Cell phones, alarms, navigation systems also affected
Companies will now have to bid for digital spectrum, which can carry more information more efficiently, allowing them to transmit crystal-clear, high-definition signals, and more of them. The auctions will mean a windfall for the government — and a train wreck for consumers, said Umansky and other experts.
Televisions aren’t the only technology to use analog signals. Some cell phone customers still use analog service, which carriers won’t have to provide under a similar ruling that takes effect Jan. 1. So do about 1 million home and business alarm systems across the country, many of which are small, local operations for which the switch to digital could be prohibitively expensive.
“So you could have your alarm going off and the signal will go nowhere — basically fall on deaf ears,” said Andrew Stevens of Tele-Plus, a telecommunications and security company in Hagerstown, Md.
Likewise, General Motors’ OnStar automotive assistance service will go silent in all models that can’t be upgraded to receive digital signals. That’s every model made before 2002, as well as some made from 2002 to 2004.
“I have a car, I have a blue button, and jeez, it’s not going to work,” said Barbara Montsvil of Morton Grove, Ill. “All right, now what do I do? Send out a flare?”
In a statement, OnStar said: “Like our analog customers, we would have preferred that the cellular industry continue to support analog technology beyond 2008.”

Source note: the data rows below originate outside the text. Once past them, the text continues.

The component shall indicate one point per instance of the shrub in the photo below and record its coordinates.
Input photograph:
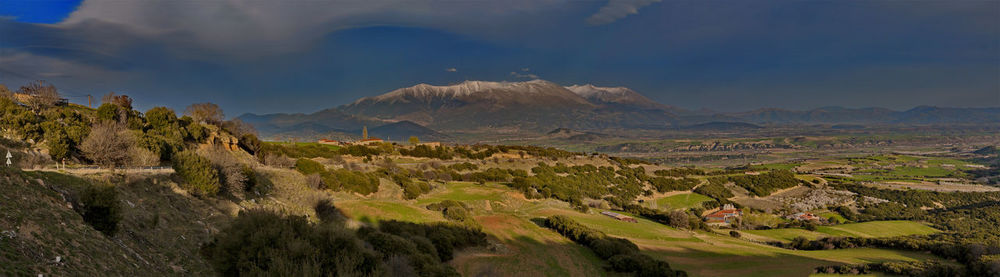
(263, 243)
(199, 176)
(679, 220)
(622, 254)
(100, 208)
(307, 166)
(108, 144)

The danger inside your old set
Beyond the hassle for consumers is the potential flood of poisons that could be unleashed on the environment.
High-definition digital televisions were one of the most popular Christmas gifts this year. In many homes, they replaced older traditional sets. Getting rid of them is a problem, because analog TVs contain lead, a highly hazardous material used to protect viewers from X-rays generated while the tube is in operation.
“Electronics go in the landfill,” said Susan Carmichael, director of the Clean City Commission in Montgomery, Ala. “Where else are you going to put them?”
But lead that makes it into a landfill can contaminate soil and groundwater. And there’s a lot of lead in a traditional TV set — on average, 4 pounds of it, according to the Environmental Protection Agency.
“It’s not easy at all,” said Francisco Torres of Resale Resource, a recycler in Austin, Texas. “I mean, you’ve got the glass compounds, the lead, all this stuff has to be done in an environmentally safe way.”
Too many TVs; too little time
At the Terrace Heights landfill in Yakima, Wash., officials say they want to keep lead out of the wastewater, but they don’t have the resources to sort out the hazardous items.
“We get about 720 tons of garbage every day at this landfill,” said Mikal Heintz, the landfill’s coordinator. “Through the Christmas holiday, it’s even more, and we don’t have the manpower to go through everything.”
The hazard poses especially tough problems for charities that get inundated with donated TVs around the holidays.
"After February 17, ’09, there’s not going to be a signal, and you are going to have a converter box or a cable in order to use the television,” said Jerry Davis, president and chief executive of Goodwill Industries of Central Texas.
“Everybody is going to be dumping them as we get closer and closer,” Davis said. But “every pound we get of television costs us 17 cents to recycle.”
Goodwill is still taking working TVs, Davis said, but it is posting notes telling customers of the coming switch.
And while services are springing up to safely recycle old TVs and their waste materials, they come at a price. Fees can range from $3 to $35 per set, plus a transportation charge for pickup service.